Evaluation of serum miR‐216a and miR‐375 as biomarkers in dogs with acute pancreatitis

BACKGROUND: Serum microRNAs have emerged as biomarkers of various diseases. Overexpression of serum miR‐216a and miR‐375 occurs in dogs with experimentally induced acute pancreatitis (AP). OBJECTIVES: To identify the possibility of using serum miR‐216a and miR‐375 as biomarkers for the diagnosis and evaluation of treatment response in dogs with naturally occurring AP. ANIMALS: Twenty‐one dogs with AP and 20 healthy dogs. METHODS: Cross‐sectional study. The relative expression of serum hsa‐miR‐216a‐5p, cfa‐miR‐216a, and cfa‐miR‐375 were analyzed using reverse transcription and real‐time PCR. RESULTS: A significant difference in the serum expression of cfa‐miR‐375 was found between dogs with AP (median [interquartile range] 3.59 [1.55‐24.52]‐fold) and healthy dogs (0.81 [0.54‐2.21]‐fold, P < .001), and no significant differences were observed in hsa‐miR‐216a‐5p and cfa‐miR‐216a (P > .05).

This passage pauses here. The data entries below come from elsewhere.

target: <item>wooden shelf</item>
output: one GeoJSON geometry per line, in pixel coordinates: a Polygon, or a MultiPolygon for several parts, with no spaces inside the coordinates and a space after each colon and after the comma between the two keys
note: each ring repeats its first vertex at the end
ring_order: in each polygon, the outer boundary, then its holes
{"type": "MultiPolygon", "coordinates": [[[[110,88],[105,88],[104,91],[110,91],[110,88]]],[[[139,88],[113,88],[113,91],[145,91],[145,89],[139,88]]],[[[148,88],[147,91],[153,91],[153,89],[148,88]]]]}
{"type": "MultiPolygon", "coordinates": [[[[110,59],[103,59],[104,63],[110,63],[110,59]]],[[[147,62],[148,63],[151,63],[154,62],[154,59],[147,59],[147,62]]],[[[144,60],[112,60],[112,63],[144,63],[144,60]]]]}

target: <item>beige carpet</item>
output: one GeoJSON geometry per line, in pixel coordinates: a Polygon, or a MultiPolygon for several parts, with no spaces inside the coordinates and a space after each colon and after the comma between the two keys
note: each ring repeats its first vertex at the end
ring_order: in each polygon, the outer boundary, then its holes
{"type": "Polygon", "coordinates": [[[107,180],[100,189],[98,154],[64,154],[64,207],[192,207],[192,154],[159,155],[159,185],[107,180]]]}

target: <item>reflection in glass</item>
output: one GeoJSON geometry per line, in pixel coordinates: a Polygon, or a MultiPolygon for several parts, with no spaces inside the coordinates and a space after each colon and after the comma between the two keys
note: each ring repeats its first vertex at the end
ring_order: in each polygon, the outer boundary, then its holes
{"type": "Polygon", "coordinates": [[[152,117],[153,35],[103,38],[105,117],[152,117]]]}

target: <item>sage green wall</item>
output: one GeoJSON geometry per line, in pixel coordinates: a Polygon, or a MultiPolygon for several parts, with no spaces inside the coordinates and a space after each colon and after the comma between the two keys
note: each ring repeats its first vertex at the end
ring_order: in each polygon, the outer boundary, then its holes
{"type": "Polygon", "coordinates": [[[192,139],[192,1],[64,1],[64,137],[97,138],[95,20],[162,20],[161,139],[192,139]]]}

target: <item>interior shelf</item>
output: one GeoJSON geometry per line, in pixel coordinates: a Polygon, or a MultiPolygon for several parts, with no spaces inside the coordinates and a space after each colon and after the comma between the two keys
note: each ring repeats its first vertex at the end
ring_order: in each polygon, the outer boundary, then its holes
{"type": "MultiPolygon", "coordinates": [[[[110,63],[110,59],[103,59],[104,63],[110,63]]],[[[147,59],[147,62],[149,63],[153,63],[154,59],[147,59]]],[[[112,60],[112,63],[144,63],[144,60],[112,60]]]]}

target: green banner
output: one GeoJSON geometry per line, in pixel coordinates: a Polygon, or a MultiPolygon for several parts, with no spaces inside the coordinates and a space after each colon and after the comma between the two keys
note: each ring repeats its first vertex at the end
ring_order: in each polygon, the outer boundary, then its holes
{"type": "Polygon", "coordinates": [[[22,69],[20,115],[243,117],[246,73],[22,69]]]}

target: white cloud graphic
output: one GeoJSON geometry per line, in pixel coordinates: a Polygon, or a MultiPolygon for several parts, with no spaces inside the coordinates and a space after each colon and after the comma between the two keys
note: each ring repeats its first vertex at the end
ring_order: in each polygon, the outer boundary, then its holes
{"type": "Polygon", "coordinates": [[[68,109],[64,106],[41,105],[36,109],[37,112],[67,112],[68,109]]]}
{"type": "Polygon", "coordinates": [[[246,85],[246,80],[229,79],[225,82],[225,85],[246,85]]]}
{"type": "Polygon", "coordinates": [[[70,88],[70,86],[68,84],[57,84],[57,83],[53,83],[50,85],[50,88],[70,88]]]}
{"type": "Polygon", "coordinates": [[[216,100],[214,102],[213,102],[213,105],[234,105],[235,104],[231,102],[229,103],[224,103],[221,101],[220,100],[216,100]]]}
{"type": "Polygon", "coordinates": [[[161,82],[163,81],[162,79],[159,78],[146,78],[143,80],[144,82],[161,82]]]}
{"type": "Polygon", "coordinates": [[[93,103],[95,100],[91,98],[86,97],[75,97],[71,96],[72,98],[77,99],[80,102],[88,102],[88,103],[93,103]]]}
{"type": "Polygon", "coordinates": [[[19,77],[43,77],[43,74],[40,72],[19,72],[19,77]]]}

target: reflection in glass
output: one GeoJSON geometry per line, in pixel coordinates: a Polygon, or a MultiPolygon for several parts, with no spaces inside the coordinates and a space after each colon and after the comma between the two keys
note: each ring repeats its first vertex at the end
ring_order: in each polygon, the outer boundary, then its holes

The area under the receiver operating characteristic curve of serum cfa‐miR‐375 for differentiating between AP dogs and healthy dogs was 0.84 (95% confidence interval [CI]: 0.71‐0.96). The expressions of hsa‐miR‐216a‐5p and cfa‐miR‐375 were positively correlated with the concentrations of serum C‐reactive protein (r ( s ) = .46, r ( s ) = .48, respectively), but not with the serum specific canine pancreatic lipase. The expression of cfa‐miR‐375 was significantly less after treatment in dogs with AP (P = .02). CONCLUSIONS AND CLINICAL IMPORTANCE: Serum cfa‐miR‐375 could be a potential biomarker for the diagnosis and evaluation of treatment response of AP in dogs. In addition, miR‐216a and miR‐375 could be associated with inflammatory processes in dogs with AP.